How might you compensate management for a year in which profits plunged, you spent $550 million of shareholder money to settle a fraud investigation and your stock ended up more or less exactly where it started (see chart, right)?

You might be tempted to nix raises or withhold bonuses to send a responsible message about linking pay to performance. But if so, you wouldn’t be Goldman Sachs (GS).

It just had the year described above – and responded by tripling everyone’s base salary while boosting bonuses by 40%. Is this a great country or what?

Turns out, Bank of America is doing similar and is also not winning fans for doing so (via Wall Street Journal):

Bank of America Corp. intends to give some investment bankers a greater share of their bonuses in cash, the latest Wall Street compensation move roiling banking chieftains as they meet in Davos, Switzerland.
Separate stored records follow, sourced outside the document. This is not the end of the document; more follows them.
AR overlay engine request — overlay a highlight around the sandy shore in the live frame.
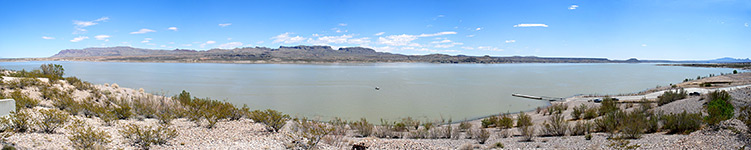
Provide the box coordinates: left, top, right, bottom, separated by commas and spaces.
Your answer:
2, 72, 751, 149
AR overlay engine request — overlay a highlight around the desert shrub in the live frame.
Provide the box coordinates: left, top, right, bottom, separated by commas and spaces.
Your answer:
661, 111, 702, 134
459, 119, 472, 131
620, 111, 647, 139
67, 119, 111, 150
249, 109, 290, 132
517, 112, 534, 141
475, 128, 490, 144
595, 110, 623, 138
64, 77, 93, 91
53, 94, 81, 115
516, 112, 533, 127
585, 133, 592, 140
645, 112, 660, 133
541, 113, 568, 136
492, 142, 504, 148
350, 118, 373, 137
5, 77, 47, 90
400, 117, 420, 130
598, 97, 619, 116
583, 106, 599, 119
657, 89, 687, 106
393, 122, 407, 132
10, 90, 39, 111
288, 119, 335, 150
496, 114, 514, 129
547, 103, 568, 115
638, 98, 652, 112
40, 64, 64, 79
481, 116, 497, 128
36, 109, 70, 133
572, 104, 587, 120
181, 95, 238, 128
7, 110, 32, 133
374, 120, 398, 138
704, 90, 734, 126
120, 123, 177, 149
569, 121, 592, 136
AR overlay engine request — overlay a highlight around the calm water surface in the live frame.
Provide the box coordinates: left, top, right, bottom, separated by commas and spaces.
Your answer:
0, 61, 738, 121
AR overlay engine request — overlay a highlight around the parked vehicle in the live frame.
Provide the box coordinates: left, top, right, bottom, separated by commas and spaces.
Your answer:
593, 98, 602, 103
689, 92, 701, 96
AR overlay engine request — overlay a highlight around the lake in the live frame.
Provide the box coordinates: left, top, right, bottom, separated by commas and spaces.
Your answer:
0, 61, 739, 121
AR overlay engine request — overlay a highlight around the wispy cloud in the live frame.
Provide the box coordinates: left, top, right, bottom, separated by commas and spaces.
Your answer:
338, 23, 347, 26
374, 32, 385, 36
641, 44, 647, 47
569, 5, 579, 10
218, 42, 243, 49
70, 36, 88, 42
271, 32, 306, 44
514, 24, 549, 27
94, 35, 110, 41
218, 23, 232, 27
200, 40, 217, 48
130, 28, 156, 34
418, 31, 457, 37
466, 35, 475, 37
168, 27, 178, 31
477, 46, 503, 51
475, 27, 482, 31
378, 34, 419, 46
141, 38, 152, 43
461, 46, 475, 50
41, 36, 55, 40
505, 40, 516, 43
434, 42, 463, 48
72, 17, 109, 34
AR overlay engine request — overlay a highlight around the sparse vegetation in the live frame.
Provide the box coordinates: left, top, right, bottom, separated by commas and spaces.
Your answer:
288, 118, 335, 150
350, 118, 373, 137
661, 111, 702, 134
7, 110, 32, 133
572, 104, 587, 120
620, 111, 647, 139
119, 123, 178, 150
517, 112, 534, 142
67, 119, 111, 150
598, 97, 619, 116
10, 90, 39, 111
541, 113, 568, 136
36, 109, 70, 133
569, 120, 592, 136
475, 128, 490, 144
481, 116, 497, 128
249, 109, 290, 132
459, 119, 472, 131
704, 90, 734, 126
496, 113, 514, 129
657, 88, 687, 106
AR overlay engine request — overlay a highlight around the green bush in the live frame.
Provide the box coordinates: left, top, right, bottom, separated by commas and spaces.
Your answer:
546, 103, 568, 115
459, 120, 472, 131
595, 110, 623, 138
179, 94, 239, 128
5, 78, 47, 89
288, 119, 335, 150
516, 112, 532, 127
638, 98, 652, 112
572, 104, 587, 120
657, 89, 687, 106
645, 112, 660, 133
8, 110, 32, 133
40, 64, 65, 79
400, 117, 420, 130
119, 123, 178, 149
738, 106, 751, 133
662, 111, 702, 134
36, 109, 70, 133
517, 112, 534, 142
620, 111, 647, 139
598, 97, 619, 116
64, 77, 93, 91
475, 128, 490, 144
67, 119, 111, 150
496, 114, 514, 129
350, 118, 373, 137
585, 133, 592, 140
569, 120, 592, 136
53, 93, 81, 115
249, 109, 290, 132
541, 113, 568, 136
705, 90, 734, 126
481, 116, 497, 128
583, 106, 599, 120
10, 90, 39, 111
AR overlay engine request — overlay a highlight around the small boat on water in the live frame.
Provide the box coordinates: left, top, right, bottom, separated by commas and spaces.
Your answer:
512, 93, 564, 101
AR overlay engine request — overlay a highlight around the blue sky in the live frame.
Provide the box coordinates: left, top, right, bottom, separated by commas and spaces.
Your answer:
0, 0, 749, 60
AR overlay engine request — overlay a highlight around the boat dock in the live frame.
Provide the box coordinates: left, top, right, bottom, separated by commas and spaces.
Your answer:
512, 93, 564, 101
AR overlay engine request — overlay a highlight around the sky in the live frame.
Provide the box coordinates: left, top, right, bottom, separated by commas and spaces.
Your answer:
0, 0, 749, 60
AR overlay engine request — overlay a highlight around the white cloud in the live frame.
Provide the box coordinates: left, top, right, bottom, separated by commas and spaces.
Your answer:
569, 5, 579, 10
94, 35, 110, 41
434, 42, 463, 48
168, 27, 178, 31
41, 36, 55, 40
219, 42, 243, 49
414, 48, 460, 53
514, 24, 549, 27
475, 27, 482, 31
466, 35, 475, 37
418, 31, 457, 37
477, 46, 503, 51
218, 23, 232, 27
256, 41, 265, 44
70, 36, 89, 42
72, 17, 109, 34
374, 32, 385, 36
378, 34, 418, 46
641, 44, 647, 47
338, 23, 347, 26
505, 40, 516, 43
200, 40, 217, 48
130, 28, 156, 34
141, 38, 152, 43
431, 39, 452, 44
348, 37, 371, 45
461, 46, 475, 50
437, 15, 445, 18
161, 45, 166, 48
272, 32, 306, 44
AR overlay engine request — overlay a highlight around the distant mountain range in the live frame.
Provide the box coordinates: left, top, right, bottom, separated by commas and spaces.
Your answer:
44, 46, 616, 63
5, 46, 746, 64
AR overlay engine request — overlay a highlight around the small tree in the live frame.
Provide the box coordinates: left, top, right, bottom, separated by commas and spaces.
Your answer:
599, 97, 619, 116
541, 113, 568, 136
40, 64, 64, 79
250, 109, 290, 132
705, 90, 733, 126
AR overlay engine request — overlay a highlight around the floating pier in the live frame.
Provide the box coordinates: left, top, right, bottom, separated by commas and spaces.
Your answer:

Last year the highest-paid bankers at the nation’s largest bank by assets received as little as 5% of their payout in cash. Now bankers and traders making more than $5 million are getting as much as 30% of their 2010 compensation in cash and at least 70% in deferred stock, according to people familiar with the situation. Some could see a stock award of as much as 80% and 20% in cash.

Of course, the bankers love to send mixed messages. On Wednesday (January 26), the NY Times DealBook had this from the World Economic Forum’s meetings:

DAVOS, Switzerland — After being on the defensive for the last two years, there were signs that bankers attending the World Economic Forum here were pushing back more assertively against attempts by regulators to cramp their style.

At one of the opening panels on Wednesday, top executives from Goldman Sachs and Standard Chartered warned that new restrictions on their businesses are either irrelevant or threaten to hurt economic growth.

Then yesterday (January 29), Reuters offered this walk back:

(Reuters) – Top bankers adopted a softer tone after high-level meetings at the World Economic Forum on Saturday, thanking governments for shoring up the financial system in the hope of avoiding tighter regulation.

But, in a reminder of the problems banks still face after absorbing billions of dollars of taxpayers’ money in bailouts, French Finance Minister Christine Lagarde said financiers needed to show real thanks by changing their behavior.

Given all the whining by bankers about not getting bonuses or nobody loving them anymore or just generally being unhappy:

According to Carol Graham of Brookings, author of “The Paradox of Happy Peasants and Miserable Millionaires,” there is no shortage of what she calls “frustrated achievers.” Stewart Wallis of the New Economics Foundation in Britain, said that the key to well-being is not just wealth but “flourishing and feeling valued.”

Jeffrey Sachs of Columbia University said America’s economic system had corrupted the soul of the country by engineering excess: over-eating, excessive television-watching and material consumption now dominated the lives of millions of Americans. “We designed a kind of society that is designed for addiction,” he said.

A few months ago, there was a study published about money buying happiness but only up to a point.

With every doubling of income, people tended to say they were more and more satisfied with their lives on a 10-point scale – a pattern that continued for household incomes well above $120,000.

But when well-being was determined by asking a series of questions about the previous day – whether people had experienced a lot of enjoyment, laughter, smiling, anger, stress, worry – income mattered only up to about $75,000. After that, more money didn’t seem to buy more – or less – happiness.

Seems to me the best way for everybody to be happy is for the bankers to relinquish their multi-million dollar bonuses, help provide jobs to all us millions of long term un and underemployed and cap all wages at or near $75,000 per year. Then the bankers can stop whining about how no one loves them and we can all have our Rodney King moment.

No, I’m not going to hold my breath on this happening either.